The Strike Zone—October 25, 2021

Alex Blutman

Alex Blutman is a student at Harvard Law School and a member of the Labor and Employment Lab.

Last week, Las Vegas Raiders head coach Jon Gruden resigned after emails he had written containing racist, homophobic, and misogynistic remarks were made public. The emails emerged as part of the workplace culture investigation that the NFL had been conducting into the Washington Football Team. Shortly after Gruden’s resignation, the NFL Players Association announced that it would formally request that the NFL release the remainder of the 650,000 emails the league had collected as part of its investigation—a request the NFL appears poised to deny on account of confidentiality reasons. The union probably lacks a solid legal basis for demanding the release of the emails, as the request would need to be tied to some right to such information in the CBA or be relevant to a violation of the CBA or workers’ rights under federal labor law. An NFL source familiar with the documents told the Associated Press that an internal review “did not identify other areas and other individuals it has to contact at club leadership or league leadership levels” on account of harmful language or messages.

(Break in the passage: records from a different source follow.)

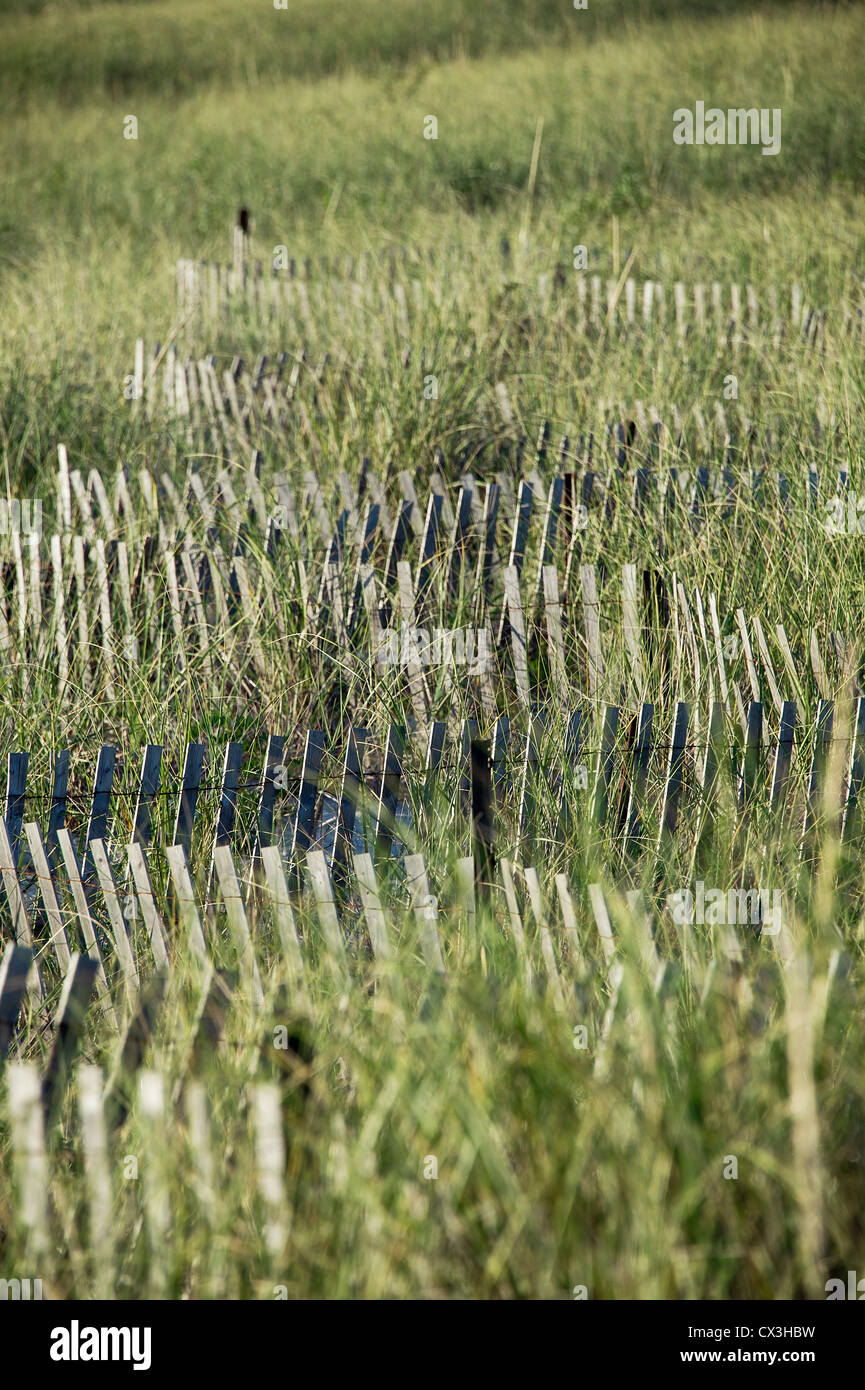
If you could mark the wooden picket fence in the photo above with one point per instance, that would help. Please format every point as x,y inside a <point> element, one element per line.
<point>402,282</point>
<point>139,565</point>
<point>79,944</point>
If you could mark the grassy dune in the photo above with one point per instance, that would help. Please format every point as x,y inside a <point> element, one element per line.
<point>558,1166</point>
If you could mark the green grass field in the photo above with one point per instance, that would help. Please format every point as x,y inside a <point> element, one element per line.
<point>559,1166</point>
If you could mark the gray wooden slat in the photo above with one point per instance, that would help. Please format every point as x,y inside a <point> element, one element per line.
<point>45,883</point>
<point>68,1027</point>
<point>146,901</point>
<point>388,794</point>
<point>822,736</point>
<point>148,790</point>
<point>98,820</point>
<point>230,891</point>
<point>308,797</point>
<point>88,930</point>
<point>501,772</point>
<point>193,763</point>
<point>607,754</point>
<point>672,788</point>
<point>750,763</point>
<point>351,794</point>
<point>228,798</point>
<point>15,787</point>
<point>14,898</point>
<point>118,926</point>
<point>59,802</point>
<point>429,546</point>
<point>14,969</point>
<point>640,762</point>
<point>187,905</point>
<point>783,752</point>
<point>534,734</point>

Even assuming none of the other emails collected rise to the level of Gruden’s offense, NFLPA executive director DeMaurice Smith suggested that further review of the emails could help determine whether race has been a factor in hiring decisions around the league.

The Women’s National Basketball Players Association released a statement, published as a full-page ad in the NY Times, in support of those who are “fighting back against the cruel abortion bans in Texas and across the country.” The statement, joined by Planned Parenthood, Athletes for Impact, Seeding Sovereignty, SisterSong, and Noise for Now, declares that “abortion, birth control, and fertility care are vital—not just for athletes who can get pregnant, but for all families and gender identities.” A few weeks ago, more than 500 athletes and various athlete associations signed an amicus curia brief submitted to the Supreme Court advocating for the protection of abortion rights in Dobbs v. Jackson Women’s Health Organization.

The student-athlete plaintiffs in Johnson v. NCAA filed a response after the NCAA and co-defendant universities appealed the district court’s decision to deny the defendants’ motion to dismiss, having found the plaintiffs plausibly alleged they were employees under the FLSA. Citing NCAA v. Alston and the recent NLRB General Counsel memo, the players reiterated their position that they are employees entitled to a minimum wage. Defendants are seeking immediate appeal on the basis that the Third Circuit has not spoken on the joint employer issue and that there is divergence among the Courts of Appeals. Meanwhile, the plaintiffs have requested class certification in the case, which, if conditionally granted, could allow more than 200,000 student-athletes to opt in to the class.

In the midst of a protracted legal and public relations battle over wages and working conditions, Major League Baseball announced that it will require teams to provide housing for minor league players starting in 2022. Governed by a complex legal framework, minor league baseball players, who are not represented by a union, have increasingly agitated for greater protections through groups like Advocates for Minor Leaguers and More Than Baseball. While securing housing was a top priority, minor leaguers continue to call for improvements to wages and travel accommodations, among other issues.

The 2021-2022 NBA campaign began last Tuesday, and this season’s edition will again excuse players from random marijuana testing. The agreement between the league and the Players Association continues a policy that began during the restart of the 2020 season that was interrupted by the pandemic and continued through the 2020-2021 season. Although marijuana remains prohibited in the collective bargaining agreement, the amended procedure emerged as part of the league and union’s agreement on COVID-19 health and safety protocols. NBPA Executive Director Michele Roberts recently said that she expects random marijuana testing will be eliminated “in the next CBA, maybe even next season.”